La producción de vitamina D depende de una exposición directa y específica a la radiación UVB, la cual puede verse limitada por diversas condiciones ambientales y personales. De acuerdo con los expertos, el uso constante de protector solar —esencial para prevenir daños en la piel— reduce significativamente la síntesis de vitamina D. Asimismo, pasar la mayor parte del día en espacios cerrados o bajo aire acondicionado impide que el cuerpo reciba la radiación solar necesaria para activar este proceso biológico.
Factores que afectan la absorción
Existen barreras adicionales que dificultan la obtención de esta vitamina incluso durante los meses más cálidos.

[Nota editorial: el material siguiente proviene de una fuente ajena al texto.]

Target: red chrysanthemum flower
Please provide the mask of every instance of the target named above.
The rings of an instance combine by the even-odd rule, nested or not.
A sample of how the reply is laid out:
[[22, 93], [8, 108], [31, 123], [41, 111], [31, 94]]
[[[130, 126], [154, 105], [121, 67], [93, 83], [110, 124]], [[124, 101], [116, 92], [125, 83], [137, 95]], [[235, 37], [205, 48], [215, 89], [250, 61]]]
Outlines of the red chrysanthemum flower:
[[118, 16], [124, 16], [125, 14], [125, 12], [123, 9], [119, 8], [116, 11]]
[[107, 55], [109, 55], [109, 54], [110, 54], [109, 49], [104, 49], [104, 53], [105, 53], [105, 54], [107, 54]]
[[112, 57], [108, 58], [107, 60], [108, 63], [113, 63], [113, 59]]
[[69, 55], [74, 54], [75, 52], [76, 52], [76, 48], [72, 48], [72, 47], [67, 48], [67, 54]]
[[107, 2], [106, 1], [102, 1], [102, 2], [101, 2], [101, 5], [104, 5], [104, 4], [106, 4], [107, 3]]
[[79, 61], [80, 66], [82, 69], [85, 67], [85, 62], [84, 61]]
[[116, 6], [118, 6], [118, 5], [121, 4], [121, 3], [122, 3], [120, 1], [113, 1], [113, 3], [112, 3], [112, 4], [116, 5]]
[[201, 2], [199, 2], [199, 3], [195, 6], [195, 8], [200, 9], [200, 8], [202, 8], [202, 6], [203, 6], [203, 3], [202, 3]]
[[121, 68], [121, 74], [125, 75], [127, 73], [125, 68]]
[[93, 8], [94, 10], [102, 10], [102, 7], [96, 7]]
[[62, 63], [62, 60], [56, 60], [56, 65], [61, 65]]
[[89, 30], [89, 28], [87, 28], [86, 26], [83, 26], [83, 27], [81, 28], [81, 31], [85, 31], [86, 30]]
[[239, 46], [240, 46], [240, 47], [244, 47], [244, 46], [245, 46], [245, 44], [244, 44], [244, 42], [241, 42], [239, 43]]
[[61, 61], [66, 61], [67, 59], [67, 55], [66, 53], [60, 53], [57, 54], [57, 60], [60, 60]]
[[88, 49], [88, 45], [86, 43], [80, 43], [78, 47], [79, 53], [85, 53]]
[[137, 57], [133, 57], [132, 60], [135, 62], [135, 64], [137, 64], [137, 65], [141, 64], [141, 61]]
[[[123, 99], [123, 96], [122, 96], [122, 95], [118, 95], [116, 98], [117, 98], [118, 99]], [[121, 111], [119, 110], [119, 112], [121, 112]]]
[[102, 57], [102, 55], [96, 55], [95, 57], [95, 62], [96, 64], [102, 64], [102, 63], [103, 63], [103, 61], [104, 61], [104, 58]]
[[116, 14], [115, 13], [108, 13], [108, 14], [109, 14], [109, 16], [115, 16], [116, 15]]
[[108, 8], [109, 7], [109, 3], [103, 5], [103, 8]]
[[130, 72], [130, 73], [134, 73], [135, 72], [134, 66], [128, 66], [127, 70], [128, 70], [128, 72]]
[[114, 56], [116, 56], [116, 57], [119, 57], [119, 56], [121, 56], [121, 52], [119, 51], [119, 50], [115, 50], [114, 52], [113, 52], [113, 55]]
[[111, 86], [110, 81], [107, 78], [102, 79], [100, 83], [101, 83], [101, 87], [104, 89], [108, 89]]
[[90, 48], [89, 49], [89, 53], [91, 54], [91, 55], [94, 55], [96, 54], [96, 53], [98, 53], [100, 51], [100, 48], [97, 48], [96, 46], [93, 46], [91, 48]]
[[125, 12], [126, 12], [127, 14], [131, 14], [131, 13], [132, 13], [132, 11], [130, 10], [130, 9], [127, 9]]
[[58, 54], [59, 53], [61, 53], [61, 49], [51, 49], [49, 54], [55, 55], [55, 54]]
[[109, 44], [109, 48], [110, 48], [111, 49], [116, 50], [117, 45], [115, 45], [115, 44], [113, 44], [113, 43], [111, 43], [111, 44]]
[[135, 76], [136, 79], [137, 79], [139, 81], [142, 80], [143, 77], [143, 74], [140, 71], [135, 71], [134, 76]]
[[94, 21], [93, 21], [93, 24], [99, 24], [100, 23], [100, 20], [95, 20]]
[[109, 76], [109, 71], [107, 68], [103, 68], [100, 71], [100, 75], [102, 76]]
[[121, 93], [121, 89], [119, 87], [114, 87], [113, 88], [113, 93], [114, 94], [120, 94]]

La contaminación atmosférica actúa como un filtro que absorbe parte de la radiación UVB antes de que llegue a la superficie terrestre. Además, el tono de piel juega un papel crucial: las personas con mayor cantidad de melanina requieren tiempos de exposición más prolongados para producir la misma cantidad de vitamina D que aquellas con piel más clara.
¿Cómo identificar una deficiencia?
La falta de vitamina D suele ser silenciosa, pero puede manifestarse a través de síntomas como fatiga persistente, debilidad muscular o dolores óseos. Dado que la exposición solar por sí sola no siempre basta, los nutricionistas sugieren evaluar la dieta o considerar suplementación en casos donde los niveles sanguíneos sean bajos. Es fundamental realizar un análisis de sangre para determinar el estado real de los niveles de vitamina D en el cuerpo antes de iniciar cualquier suplemento, evitando así la automedicación.